Zookeeper timeouts without error in zookeeper Solr

2019-08-24 10:31发布

问题:

We are facing issue with solr/zookeeper where zookeeper timeouts after 10000ms. Error below.

SolrException: java.util.concurrent.TimeoutException: Could not connect to ZooKeeper <server1>:9181,<server2>:9182,<server2>:9183 within 10000 ms.
at org.apache.solr.common.cloud.SolrZkClient.<init>(SolrZkClient.java:184)
at org.apache.solr.common.cloud.SolrZkClient.<init>(SolrZkClient.java:121)
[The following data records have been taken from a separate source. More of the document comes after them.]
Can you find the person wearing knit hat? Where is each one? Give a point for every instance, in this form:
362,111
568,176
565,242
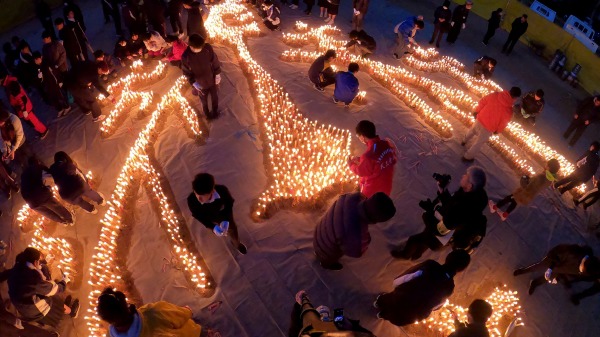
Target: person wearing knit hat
479,312
344,229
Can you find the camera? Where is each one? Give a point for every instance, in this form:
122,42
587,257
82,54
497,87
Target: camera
442,179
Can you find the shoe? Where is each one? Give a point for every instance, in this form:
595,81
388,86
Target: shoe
493,207
99,118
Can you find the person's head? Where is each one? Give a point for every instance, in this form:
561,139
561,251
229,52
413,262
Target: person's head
479,311
457,261
203,186
378,208
474,179
365,130
196,43
330,55
515,92
37,57
114,309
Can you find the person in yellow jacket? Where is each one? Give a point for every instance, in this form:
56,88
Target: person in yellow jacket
159,319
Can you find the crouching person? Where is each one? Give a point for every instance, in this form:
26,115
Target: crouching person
344,229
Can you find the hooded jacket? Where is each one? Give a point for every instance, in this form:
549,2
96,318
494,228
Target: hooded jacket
494,111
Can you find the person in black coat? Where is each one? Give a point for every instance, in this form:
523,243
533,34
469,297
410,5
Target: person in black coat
588,112
519,27
320,71
35,190
344,229
493,24
587,165
195,23
459,21
441,23
567,263
201,66
212,205
459,219
421,289
81,81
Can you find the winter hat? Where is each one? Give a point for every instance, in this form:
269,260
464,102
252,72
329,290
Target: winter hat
379,207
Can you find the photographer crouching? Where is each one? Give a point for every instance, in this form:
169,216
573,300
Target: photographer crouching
456,218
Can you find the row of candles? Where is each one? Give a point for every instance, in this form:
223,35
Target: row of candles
304,157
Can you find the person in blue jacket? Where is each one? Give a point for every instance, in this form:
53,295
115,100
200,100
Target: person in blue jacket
346,85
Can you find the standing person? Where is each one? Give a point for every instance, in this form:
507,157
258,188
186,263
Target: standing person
524,194
563,263
493,24
360,10
52,85
441,23
459,21
35,190
34,294
375,166
518,28
405,32
74,40
212,205
333,7
73,185
344,229
320,72
175,7
346,85
477,316
201,65
494,111
81,82
195,23
587,112
421,289
150,320
44,14
587,165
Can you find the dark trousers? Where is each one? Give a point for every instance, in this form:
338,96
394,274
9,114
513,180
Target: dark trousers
55,211
576,126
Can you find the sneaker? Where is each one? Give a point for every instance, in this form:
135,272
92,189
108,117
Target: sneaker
493,207
99,118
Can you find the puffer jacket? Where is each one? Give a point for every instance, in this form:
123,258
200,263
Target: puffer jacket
494,111
343,230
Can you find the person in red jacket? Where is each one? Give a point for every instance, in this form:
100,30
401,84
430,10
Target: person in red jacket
493,113
375,167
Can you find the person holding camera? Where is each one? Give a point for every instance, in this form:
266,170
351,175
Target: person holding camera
375,166
458,217
421,289
493,113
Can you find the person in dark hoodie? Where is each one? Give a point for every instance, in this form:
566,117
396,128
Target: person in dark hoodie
587,165
81,81
73,184
195,23
35,296
346,85
421,289
441,22
459,217
212,205
477,316
344,229
35,190
201,66
320,72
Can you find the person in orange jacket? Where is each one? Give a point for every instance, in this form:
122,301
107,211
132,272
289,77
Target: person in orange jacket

We are not getting any error in zookeeper logs.Except below logs

2018-12-19 04:35:22,305 [myid:2] - INFO  [SessionTracker:ZooKeeperServer@354] - Expiring session 0x200830234de3127, timeout of 10000ms exceeded
2018-12-19 05:35:38,304 [myid:2] - INFO  [SessionTracker:ZooKeeperServer@354] - Expiring session 0x200b4f912730086, timeout of 10000ms exceeded

During the issue threads go high and we could notice below in weblogic server.

Name: Connection evictor
State: TIMED_WAITING
Total blocked: 0  Total waited: 1
Stack trace: 
java.lang.Thread.sleep(Native Method)
org.apache.http.impl.client.IdleConnectionEvictor$1.run(IdleConnectionEvictor.java:66)
java.lang.Thread.run(Thread.java:748)

What could be going wrong here?

回答1:

In my experience, ZK timeouts have almost always been due to something on the Solr node, rather than a problem in ZK.

You don't provide all the timestamps, but the theory is that:

  1. Solr fails to send the heartbeat for some reason
  2. ZK assumes the client has gone away and closes the connection
  3. Solr tries to use the connection that ZK closed

So why might the Solr node fail to send the heartbeat? This could be because the Solr node was simply overloaded, (Is the thread spike a cause, or a symptom?) or just working through a very long GC pause could do it too.